Até que ponto um governo pode se sentir confortável com o regime de cancela fechada em matéria de direitos humanos ?
Através dos tempos, a soberania nacional tem sido o principal álibi das ditaduras. Se é muito difícil determinar-se, em termos irrevocáveis, a existência objetiva de um regime ditatorial, pelos muitos subterfúgios institucionais a que recorre tal gênero de estado, nada mais fácil para indicar as ovelhas negras desse rebanho do que a falta de imprensa livre, de opinião pública digna deste nome e de judiciário independente.Se os regimes totalitários tipo Mianmar são a exceção que prova a regra, há muitos outros casos de ditaduras, que se vestem com roupagens da democracia. O caráter postiço de tais vestimentas pode variar em termos de índice de credibilidade. Dessarte, pelos sinais exteriores, a Federação Russa pode pleitear o rótulo de democracia ? Formalmente sim, eis que todos os poderes e os supostos direitos, estão consignados. No entanto, abundam os indícios de que não é assim, e a Rússia do gospodin[1] Putin não é exatamente uma democracia.
Há outro critério para distinguir alhos de bugalhos, embora este nem sempre dê bons resultados.
Reporto-me às votações nas Nações Unidas e, em particular, ao órgão diretivo do sistema, o Conselho de Segurança. Por muitos anos já, o Brasil vem cosendo, com beneditina paciência, um sistema de alianças ad hoc, fundado na pretensão de integrar, na qualidade de membro permanente, um Conselho aumentado, de forma a que a ONU venha a corresponder às novas realidades do mundo, que não são obviamente as de 1945, quando a Carta das Nações foi assinada, e o Brasil esteve no limiar de aceder a esse seleto número.
Das cinco grandes potências do final do conflito – Estados Unidos, União Soviética, China Nacionalista, Grã-Bretanha e França, as duas últimas, embora conservem o assento, deixaram de sê-lo, a China se tornou a República Popular e caminha para contestar a primazia da atual superpotência, enquanto a Federação Russa, encolhida, mas sempre nuclear, é a sucessora da URSS.
Batendo à porta deste seleto diretório mundial, quatro países – dois perdedores da última conflagração – Alemanha e Japão -, o pretendente de 1945 (Brasil) e a Índia, que caminha para ser o país mais populoso.
Junto com a África do Sul – que é o júnior do grupo de emergentes cognominado pelo acrônimo Brics – por um acaso tais nações integram o Conselho de Segurança, a título de membros não-permanentes, com mandato de dois anos.

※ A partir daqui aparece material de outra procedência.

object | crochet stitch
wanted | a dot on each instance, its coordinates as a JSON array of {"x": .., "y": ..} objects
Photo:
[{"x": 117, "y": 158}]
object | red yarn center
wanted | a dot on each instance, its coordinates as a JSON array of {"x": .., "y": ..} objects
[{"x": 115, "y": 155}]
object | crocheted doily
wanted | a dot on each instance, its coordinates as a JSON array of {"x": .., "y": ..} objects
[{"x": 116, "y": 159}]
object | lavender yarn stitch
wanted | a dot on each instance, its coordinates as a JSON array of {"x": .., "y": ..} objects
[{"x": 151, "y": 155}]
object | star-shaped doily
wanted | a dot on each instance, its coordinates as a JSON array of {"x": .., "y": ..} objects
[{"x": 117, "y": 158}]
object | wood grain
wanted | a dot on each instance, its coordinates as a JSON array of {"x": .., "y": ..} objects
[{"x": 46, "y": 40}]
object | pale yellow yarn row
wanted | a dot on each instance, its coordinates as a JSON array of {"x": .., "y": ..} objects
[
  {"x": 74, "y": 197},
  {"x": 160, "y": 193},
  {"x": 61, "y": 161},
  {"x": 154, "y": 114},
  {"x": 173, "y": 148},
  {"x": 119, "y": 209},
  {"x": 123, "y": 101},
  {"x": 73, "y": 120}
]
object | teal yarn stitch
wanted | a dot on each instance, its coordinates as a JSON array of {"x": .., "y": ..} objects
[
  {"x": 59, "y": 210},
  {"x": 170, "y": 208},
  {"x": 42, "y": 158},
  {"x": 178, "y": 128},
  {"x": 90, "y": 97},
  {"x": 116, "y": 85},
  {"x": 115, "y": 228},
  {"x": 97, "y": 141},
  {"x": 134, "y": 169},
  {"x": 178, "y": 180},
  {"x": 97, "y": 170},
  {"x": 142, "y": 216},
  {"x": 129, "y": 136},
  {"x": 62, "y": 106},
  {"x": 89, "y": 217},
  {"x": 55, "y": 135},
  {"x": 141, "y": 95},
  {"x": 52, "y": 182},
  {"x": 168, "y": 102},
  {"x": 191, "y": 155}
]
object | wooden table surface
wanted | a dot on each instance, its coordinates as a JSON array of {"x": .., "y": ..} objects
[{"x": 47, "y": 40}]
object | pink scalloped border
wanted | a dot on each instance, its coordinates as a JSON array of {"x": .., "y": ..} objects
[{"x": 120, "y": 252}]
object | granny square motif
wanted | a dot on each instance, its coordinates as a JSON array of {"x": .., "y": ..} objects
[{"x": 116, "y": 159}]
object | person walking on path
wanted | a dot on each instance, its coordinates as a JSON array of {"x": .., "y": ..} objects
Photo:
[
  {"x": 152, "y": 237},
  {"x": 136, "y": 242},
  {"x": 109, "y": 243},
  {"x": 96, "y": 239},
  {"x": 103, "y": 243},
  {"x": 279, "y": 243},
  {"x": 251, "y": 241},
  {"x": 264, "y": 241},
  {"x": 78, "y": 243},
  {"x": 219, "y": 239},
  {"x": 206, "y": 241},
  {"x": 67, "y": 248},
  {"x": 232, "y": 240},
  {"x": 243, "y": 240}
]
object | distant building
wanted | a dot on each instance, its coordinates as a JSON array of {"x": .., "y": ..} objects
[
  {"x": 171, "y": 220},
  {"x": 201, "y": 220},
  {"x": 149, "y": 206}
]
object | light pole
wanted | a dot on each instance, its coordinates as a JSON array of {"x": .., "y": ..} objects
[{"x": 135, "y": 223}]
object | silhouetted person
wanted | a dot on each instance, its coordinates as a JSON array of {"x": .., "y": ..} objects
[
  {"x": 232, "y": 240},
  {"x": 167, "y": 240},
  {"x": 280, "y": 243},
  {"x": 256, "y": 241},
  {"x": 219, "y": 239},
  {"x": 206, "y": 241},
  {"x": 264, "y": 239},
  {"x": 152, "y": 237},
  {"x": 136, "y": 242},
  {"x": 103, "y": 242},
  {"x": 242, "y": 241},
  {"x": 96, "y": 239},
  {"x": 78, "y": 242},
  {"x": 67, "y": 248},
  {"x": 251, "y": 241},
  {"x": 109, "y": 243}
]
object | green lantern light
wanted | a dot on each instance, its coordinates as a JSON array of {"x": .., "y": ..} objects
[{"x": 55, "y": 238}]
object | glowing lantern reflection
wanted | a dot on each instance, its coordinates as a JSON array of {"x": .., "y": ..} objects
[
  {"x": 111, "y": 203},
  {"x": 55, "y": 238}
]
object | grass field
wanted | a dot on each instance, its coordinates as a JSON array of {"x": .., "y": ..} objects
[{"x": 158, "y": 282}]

Em recente votação, o sistema imperialista do século dezenove voltou a ser empregado. Como se sabe, o Conselho de Segurança das Nações Unidas é o órgão executivo daquele vasto colegiado, e as suas Resoluções teriam caráter compulsório. Com efeito, o veto no sistema é um resquício de privilégio de grande potência, do tempo da diplomacia das canhoneiras. Se a dita grande potência discorda, basta o seu solitário voto para emperrar toda uma maquinária que é desejada por vasta maioria de países. Pode-se acoimar o sistema de autoritário, mas não de irrealista, por impedir a relativa anomia que prevalecia na anterior Liga das Nações.
Todas essas contradições voltam a manifestar-se no duplo veto dado por Rússia e China a projeto de resolução de condenação do regime de Bashar al-Assad na Síria, por conta dos arbítrios, tropelias e geral desrespeito aos direitos humanos prevalentes naquele país árabe.
A resolução preconizada pelo Ocidente – na prática natimorta pela oposição desses dois regimes autoritários – mereceu igualmente a abstenção dos demais Brics (Brasil, Índia e União Sul-Africana).
Causa espécie que países democráticos se dissociem de medidas internacionais que visam auxiliar forças democráticas e populares que lutam no país contra a opressão sistemática de suas manifestações, assim como sofrem ações intimidatórias dentro da vasta gama aberta aos regimes discricionários.
Por considerações nunca demasiado esclarecidas, o Itamaraty timbrara em continuar apoiando na Líbia um regime discreditado, farsesco e detestado pela vasta maioria da população.
Em um país que talvez seja o único a ter na respectiva Constituição diretivas assaz evidentes no que respeita a direitos humanos, tende a criar certa perplexidade que o voto da representante brasileira naquele Conselho volte a associar-se com uma companhia de marcado viés ideológico autoritário.
Censurada por países islâmicos como a Turquia, provoca estranhável assombro que a tirania dos al-Assad possa valer-se não só do veto de Federação Russa e da RPC, mas também da abstenção de democracias, como a dos três Brics, que disfarçam sob a sombra de pragmática conivência o isolamento de Beijing e Moscou, e lhes minimizam os danos em matéria de imagem.